Many cancers are within the range of the sigmoidoscope. One might also
detect melanosis coli, a pigment in the rectal mucosa that indicates
chronic laxative use.
If the
constipated patient is over 40, has blood or pus in the stool, or has had
significant weight loss, a barium enema is indicated to rule out polyps,
cancer or Crohn’s disease of the colon.
A gut
transit study may be revealing. Twenty radiopaque markers are ingested and
daily plain abdominal x-rays are taken. If 80% of the markers have
disappeared in five days, the transit time is said to be normal. In cases
of longer transit, the position of the markers may help distinguish
colonic inertia from anorectal disorder. More sophisticated studies are
then required.
| 10.6 Approach to Management |
page 21 |
Obviously,
the best management of constipation is to treat any underlying disease.

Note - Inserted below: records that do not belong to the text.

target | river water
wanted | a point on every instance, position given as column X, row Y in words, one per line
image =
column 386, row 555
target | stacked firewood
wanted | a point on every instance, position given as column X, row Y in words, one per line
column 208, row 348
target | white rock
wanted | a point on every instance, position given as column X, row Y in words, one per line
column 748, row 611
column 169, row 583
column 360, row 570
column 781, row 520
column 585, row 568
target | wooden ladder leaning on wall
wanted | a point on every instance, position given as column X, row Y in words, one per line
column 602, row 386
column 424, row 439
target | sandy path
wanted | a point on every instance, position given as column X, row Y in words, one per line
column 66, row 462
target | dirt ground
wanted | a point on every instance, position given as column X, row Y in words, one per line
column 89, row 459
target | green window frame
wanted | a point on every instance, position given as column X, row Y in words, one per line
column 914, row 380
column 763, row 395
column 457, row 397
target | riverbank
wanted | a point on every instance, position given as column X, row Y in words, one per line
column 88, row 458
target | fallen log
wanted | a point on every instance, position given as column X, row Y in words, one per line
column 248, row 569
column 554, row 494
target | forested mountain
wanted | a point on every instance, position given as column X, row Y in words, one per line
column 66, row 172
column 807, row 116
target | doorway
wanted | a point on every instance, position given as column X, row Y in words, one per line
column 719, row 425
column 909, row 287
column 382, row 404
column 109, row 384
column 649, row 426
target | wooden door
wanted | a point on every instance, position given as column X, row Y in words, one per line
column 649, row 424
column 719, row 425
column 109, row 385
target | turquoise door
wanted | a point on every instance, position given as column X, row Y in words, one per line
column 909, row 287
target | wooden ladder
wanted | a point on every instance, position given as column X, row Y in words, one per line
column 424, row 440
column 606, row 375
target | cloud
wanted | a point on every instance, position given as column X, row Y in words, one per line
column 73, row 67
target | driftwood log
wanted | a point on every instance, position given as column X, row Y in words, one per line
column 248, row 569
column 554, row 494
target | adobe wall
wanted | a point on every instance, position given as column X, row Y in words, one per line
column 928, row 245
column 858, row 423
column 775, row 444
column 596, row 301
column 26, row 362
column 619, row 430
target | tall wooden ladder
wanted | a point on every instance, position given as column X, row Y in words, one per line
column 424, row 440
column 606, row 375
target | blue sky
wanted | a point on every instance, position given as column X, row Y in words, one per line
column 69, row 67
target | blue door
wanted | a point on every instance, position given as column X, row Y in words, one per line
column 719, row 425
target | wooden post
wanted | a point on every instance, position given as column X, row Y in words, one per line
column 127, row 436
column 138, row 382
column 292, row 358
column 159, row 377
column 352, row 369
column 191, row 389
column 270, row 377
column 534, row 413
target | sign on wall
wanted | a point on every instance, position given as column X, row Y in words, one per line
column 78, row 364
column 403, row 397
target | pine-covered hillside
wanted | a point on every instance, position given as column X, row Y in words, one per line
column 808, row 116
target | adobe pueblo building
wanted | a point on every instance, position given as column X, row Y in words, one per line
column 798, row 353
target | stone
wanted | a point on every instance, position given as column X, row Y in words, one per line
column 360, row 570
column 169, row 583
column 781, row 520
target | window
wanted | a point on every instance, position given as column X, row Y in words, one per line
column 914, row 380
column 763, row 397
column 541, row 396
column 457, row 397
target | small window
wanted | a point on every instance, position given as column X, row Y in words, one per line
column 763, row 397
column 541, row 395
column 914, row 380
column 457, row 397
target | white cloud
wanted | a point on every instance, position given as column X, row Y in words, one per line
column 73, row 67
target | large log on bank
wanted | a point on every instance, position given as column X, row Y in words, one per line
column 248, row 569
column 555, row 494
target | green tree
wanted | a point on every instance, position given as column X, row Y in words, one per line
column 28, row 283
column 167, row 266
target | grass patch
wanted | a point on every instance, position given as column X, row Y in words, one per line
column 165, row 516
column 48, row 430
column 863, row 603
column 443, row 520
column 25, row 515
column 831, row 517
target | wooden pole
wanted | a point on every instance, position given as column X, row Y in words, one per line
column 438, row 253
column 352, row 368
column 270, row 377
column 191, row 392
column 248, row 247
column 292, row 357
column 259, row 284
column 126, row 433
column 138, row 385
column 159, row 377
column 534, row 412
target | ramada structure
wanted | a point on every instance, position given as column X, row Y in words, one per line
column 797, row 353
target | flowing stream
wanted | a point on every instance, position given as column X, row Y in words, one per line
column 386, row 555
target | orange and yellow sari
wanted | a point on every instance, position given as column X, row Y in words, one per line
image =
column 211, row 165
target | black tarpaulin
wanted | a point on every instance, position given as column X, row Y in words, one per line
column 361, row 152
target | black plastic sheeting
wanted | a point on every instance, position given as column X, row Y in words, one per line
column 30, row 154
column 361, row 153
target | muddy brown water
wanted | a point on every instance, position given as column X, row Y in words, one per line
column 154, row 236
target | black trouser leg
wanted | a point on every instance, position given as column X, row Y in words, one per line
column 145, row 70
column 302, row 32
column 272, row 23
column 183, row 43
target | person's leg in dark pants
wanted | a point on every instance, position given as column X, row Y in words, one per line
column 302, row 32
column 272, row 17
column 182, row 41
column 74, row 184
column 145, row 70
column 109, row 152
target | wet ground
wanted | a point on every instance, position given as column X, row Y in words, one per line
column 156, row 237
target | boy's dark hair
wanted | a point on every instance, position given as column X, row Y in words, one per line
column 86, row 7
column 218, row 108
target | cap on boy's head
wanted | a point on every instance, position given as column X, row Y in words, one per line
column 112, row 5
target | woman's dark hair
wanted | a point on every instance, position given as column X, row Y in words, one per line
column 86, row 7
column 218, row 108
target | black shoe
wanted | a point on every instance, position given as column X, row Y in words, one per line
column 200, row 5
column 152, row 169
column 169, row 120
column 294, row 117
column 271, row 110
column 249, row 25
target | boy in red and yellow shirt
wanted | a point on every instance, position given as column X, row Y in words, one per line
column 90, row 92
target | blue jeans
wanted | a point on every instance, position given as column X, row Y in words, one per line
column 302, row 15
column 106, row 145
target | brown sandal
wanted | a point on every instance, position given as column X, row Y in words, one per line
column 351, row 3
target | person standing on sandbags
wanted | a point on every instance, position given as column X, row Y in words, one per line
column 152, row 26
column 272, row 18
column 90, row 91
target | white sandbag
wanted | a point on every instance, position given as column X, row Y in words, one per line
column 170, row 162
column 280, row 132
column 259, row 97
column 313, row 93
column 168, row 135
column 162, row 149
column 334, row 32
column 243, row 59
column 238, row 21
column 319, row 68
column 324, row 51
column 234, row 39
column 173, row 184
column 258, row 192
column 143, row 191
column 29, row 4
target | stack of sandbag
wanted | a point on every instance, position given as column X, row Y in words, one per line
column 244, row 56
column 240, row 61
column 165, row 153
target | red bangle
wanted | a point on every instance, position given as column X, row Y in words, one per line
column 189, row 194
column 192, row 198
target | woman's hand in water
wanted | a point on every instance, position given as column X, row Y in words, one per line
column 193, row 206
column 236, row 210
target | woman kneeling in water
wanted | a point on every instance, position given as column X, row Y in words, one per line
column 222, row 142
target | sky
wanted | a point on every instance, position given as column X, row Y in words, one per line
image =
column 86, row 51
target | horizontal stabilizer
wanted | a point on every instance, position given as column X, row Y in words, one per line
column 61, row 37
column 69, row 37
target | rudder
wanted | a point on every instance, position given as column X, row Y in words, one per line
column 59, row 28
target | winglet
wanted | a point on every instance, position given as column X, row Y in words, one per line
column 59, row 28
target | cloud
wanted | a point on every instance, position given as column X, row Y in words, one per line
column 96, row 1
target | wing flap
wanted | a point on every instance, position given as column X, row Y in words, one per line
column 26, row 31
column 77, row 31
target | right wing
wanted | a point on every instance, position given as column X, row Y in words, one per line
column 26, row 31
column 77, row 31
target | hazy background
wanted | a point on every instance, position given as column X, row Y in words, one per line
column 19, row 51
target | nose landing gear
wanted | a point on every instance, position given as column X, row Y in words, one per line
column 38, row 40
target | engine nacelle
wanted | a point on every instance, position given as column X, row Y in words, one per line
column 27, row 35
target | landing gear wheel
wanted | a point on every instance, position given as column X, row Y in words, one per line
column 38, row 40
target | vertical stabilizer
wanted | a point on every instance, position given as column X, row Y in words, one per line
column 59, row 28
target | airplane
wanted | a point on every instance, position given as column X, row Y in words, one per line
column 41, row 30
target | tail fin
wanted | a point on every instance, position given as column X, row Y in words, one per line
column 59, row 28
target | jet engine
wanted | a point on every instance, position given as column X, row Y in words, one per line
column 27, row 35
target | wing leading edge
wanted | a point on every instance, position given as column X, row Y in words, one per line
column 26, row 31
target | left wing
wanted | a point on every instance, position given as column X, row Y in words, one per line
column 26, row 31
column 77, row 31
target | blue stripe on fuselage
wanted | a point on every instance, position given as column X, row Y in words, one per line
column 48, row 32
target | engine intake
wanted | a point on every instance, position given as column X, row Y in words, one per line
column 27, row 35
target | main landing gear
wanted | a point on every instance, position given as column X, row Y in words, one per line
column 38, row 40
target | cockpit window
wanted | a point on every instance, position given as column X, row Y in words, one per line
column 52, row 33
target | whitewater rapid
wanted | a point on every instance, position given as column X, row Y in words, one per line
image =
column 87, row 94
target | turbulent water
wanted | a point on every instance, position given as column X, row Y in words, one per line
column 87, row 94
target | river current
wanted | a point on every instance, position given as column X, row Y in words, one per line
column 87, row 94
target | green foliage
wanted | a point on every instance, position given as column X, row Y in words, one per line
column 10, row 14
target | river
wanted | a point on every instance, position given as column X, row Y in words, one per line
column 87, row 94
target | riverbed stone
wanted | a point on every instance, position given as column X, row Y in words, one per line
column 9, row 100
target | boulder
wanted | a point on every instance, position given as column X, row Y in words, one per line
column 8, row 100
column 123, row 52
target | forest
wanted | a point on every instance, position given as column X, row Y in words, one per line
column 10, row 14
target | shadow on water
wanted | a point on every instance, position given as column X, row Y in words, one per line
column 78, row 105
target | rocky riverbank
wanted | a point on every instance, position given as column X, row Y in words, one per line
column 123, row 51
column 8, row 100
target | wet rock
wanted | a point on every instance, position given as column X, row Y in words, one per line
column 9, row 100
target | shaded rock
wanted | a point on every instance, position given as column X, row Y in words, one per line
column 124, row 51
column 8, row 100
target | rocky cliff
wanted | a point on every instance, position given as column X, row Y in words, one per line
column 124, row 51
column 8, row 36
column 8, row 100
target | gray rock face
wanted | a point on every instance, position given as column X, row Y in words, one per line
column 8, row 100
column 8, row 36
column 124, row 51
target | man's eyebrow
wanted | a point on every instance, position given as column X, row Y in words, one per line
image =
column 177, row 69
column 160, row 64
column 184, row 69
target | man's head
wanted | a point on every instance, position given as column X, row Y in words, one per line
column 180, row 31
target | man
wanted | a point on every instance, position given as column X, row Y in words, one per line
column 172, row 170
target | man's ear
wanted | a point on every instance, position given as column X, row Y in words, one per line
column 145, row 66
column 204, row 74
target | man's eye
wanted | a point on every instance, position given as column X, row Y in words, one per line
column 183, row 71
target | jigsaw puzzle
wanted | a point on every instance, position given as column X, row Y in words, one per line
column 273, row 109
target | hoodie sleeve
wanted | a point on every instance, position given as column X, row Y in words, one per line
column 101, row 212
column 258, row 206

For the spastic type of irritable colon, a good response can be expected
if sufficient bulk is added to the diet. It is best to avoid the chronic
use of stimulant laxatives because of their potential to damage the
myenteric plexus in the colon. If overused, laxatives may cause excessive
loss of fluids and electrolytes. Colonic inertia or anorectal dysfunction
causing severe constipation or obstipation requires specialist care.